Liverpool Plains Shire Council Mayor, Councillor Andrew Hope, is encouraging all Shire residents to come together and join in local celebrations to mark NAIDOC WEEK 2017 on Monday 3 and Tuesday 4 July.
“There will be a special story times at our libraries, Quirindi on Monday 3 at 10.30am and Werris Creek on Tuesday 4 at 11.30am. Both will feature a NAIDOC week theme with Aboriginal children’s stories and books on display from the Central Northern Regional Library’s collection,” Councillor Hope said.
“From 10am – 2pm on Monday 3, a NAIDOC Week Family Fun Day will be held at Longfield Park, Quirindi which will feature a BBQ, activities and prizes, fairy floss, slushies, crafts, games and the Gomeroi Dance Company.
“It would be great to see as many people as possible come along to celebrate our First Australians, the custodians of the land,” he said.

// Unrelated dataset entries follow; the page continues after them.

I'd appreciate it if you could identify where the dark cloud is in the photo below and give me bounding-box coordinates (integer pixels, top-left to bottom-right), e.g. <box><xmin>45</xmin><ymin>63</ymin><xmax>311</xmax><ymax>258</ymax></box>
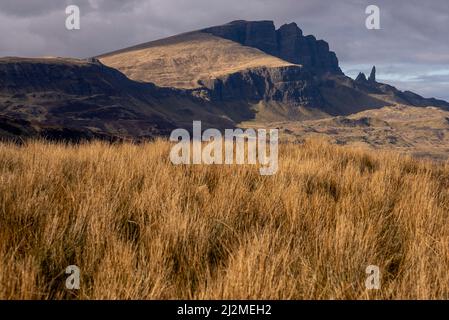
<box><xmin>0</xmin><ymin>0</ymin><xmax>449</xmax><ymax>99</ymax></box>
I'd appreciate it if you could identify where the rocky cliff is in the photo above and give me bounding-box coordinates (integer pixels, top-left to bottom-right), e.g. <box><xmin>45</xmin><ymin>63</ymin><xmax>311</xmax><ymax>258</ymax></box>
<box><xmin>201</xmin><ymin>21</ymin><xmax>343</xmax><ymax>75</ymax></box>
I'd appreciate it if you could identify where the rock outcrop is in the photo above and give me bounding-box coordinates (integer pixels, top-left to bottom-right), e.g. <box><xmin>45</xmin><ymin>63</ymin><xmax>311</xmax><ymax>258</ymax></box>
<box><xmin>368</xmin><ymin>66</ymin><xmax>376</xmax><ymax>83</ymax></box>
<box><xmin>201</xmin><ymin>20</ymin><xmax>343</xmax><ymax>75</ymax></box>
<box><xmin>199</xmin><ymin>66</ymin><xmax>324</xmax><ymax>108</ymax></box>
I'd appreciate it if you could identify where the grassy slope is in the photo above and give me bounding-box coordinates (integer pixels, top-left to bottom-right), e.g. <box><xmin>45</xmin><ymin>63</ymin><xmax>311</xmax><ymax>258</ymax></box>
<box><xmin>100</xmin><ymin>32</ymin><xmax>292</xmax><ymax>88</ymax></box>
<box><xmin>0</xmin><ymin>141</ymin><xmax>449</xmax><ymax>299</ymax></box>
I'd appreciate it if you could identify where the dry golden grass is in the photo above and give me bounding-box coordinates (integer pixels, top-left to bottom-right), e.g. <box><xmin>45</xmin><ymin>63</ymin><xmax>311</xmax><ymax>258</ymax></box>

“This event is possible because of collaboration between numerous government and non-government agencies, regional businesses and LPSC. I thank them for supporting the initiative,” he continued.
Councillor Hope said that although not being staged during NAIDOC Week, on Wednesday 9 August, there is an invitation to join the Indigenous Services Librarian from The State Library of NSW in a presentation about The State Library’s resources and other strategies that could be vital for people engaged in Aboriginal and Torres Strait Islander family history research. It will be held at Quirindi Library beginning at 2pm and run for approximately two hours. More details will be available prior to the date. Interested persons can secure a spot by calling 6746 2350, emailing firstname.lastname@example.org or via the Quirindi Library Facebook page.
“NAIDOC Week 2017 will highlight the importance, resilience and richness of Aboriginal and Torres Strait Islander languages and the theme is Our Languages Matter. It has been great to see the great steps taken in recent years to revitalise the Gomeroi language and more people learning their traditional tongue. It helps to emphasise and celebrate the unique and essential role that Indigenous languages play in cultural identity, linking people to their land and water and in the transmission of Aboriginal and Torres Strait Islander history, spirituality and rites, through story and song,” Councillor Hope concluded.